What is your teaching philosophy?
I believe that all students are capable of growth when they feel safe and valued within a trusting learning community. Carving out intentional time for metacognition allows students to process, retain, and appreciate new information and the active process of learning.
What is it like working at the same school that your children attend?
I’m so grateful to know and work alongside my children’s excellent teachers. I love walking to school with them and hearing their stories from the day. It is also a unique gift to know so many of their friends in different school settings. I believe they have a deeper appreciation for the energy their teachers pour into this community as well.
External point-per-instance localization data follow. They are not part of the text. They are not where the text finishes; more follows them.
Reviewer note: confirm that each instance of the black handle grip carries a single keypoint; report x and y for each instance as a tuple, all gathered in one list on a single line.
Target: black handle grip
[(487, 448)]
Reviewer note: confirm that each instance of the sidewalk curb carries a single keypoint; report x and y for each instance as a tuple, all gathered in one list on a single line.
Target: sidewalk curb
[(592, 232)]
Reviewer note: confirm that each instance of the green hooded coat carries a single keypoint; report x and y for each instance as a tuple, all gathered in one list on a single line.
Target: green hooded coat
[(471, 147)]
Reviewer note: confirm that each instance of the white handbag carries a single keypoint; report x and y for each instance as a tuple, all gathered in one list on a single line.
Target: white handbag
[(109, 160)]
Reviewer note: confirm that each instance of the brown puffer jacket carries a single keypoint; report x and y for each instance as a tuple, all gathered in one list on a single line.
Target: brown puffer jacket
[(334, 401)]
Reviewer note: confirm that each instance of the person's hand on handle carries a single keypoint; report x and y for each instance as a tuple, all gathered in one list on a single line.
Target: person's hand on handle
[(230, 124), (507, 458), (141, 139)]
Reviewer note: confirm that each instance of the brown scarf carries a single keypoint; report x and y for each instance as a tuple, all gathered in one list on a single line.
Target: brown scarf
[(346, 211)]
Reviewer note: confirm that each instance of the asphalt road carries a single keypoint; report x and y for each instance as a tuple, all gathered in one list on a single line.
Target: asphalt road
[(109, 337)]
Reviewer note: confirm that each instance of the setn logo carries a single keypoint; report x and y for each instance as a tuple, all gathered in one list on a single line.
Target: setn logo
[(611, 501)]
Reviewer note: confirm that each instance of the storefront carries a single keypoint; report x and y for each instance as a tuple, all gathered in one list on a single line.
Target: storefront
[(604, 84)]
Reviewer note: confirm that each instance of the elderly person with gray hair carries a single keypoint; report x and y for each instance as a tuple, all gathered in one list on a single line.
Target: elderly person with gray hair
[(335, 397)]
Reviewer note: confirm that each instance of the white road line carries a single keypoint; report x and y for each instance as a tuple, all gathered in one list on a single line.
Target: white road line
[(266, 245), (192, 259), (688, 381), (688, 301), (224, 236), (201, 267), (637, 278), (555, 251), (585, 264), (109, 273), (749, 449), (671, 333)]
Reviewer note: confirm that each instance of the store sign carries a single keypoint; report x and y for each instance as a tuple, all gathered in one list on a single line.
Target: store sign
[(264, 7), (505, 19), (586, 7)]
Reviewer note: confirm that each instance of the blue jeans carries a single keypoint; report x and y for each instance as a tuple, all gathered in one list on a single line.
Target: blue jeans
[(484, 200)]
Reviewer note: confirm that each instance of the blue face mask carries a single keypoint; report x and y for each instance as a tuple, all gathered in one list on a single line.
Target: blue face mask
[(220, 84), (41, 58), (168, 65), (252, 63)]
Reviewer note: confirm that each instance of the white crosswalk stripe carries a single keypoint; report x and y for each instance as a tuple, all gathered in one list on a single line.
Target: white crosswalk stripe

What were you like in high school?
I was incredibly introverted and quiet in the classroom but enjoyed singing in our high school band. I loved being behind the lens as a photographer for our yearbook and journalism class.
What is your favorite memory from the time you have worked here so far?
I loved joining Mrs. Buice as a leader of the Outdoor Program last spring. One afternoon during a hike around campus, several students paused on the trail for a water break and started sharing appreciation for nature and one another. I was grateful for the intentional moment to soak in the beauty of these mountains and to listen to the gratitude these students hold for these opportunities too.
What’s the most interesting thing about you that we wouldn’t learn from your resume alone?
I love music and can play nearly any song on the piano by ear (and I wish that I could learn to read sheet music).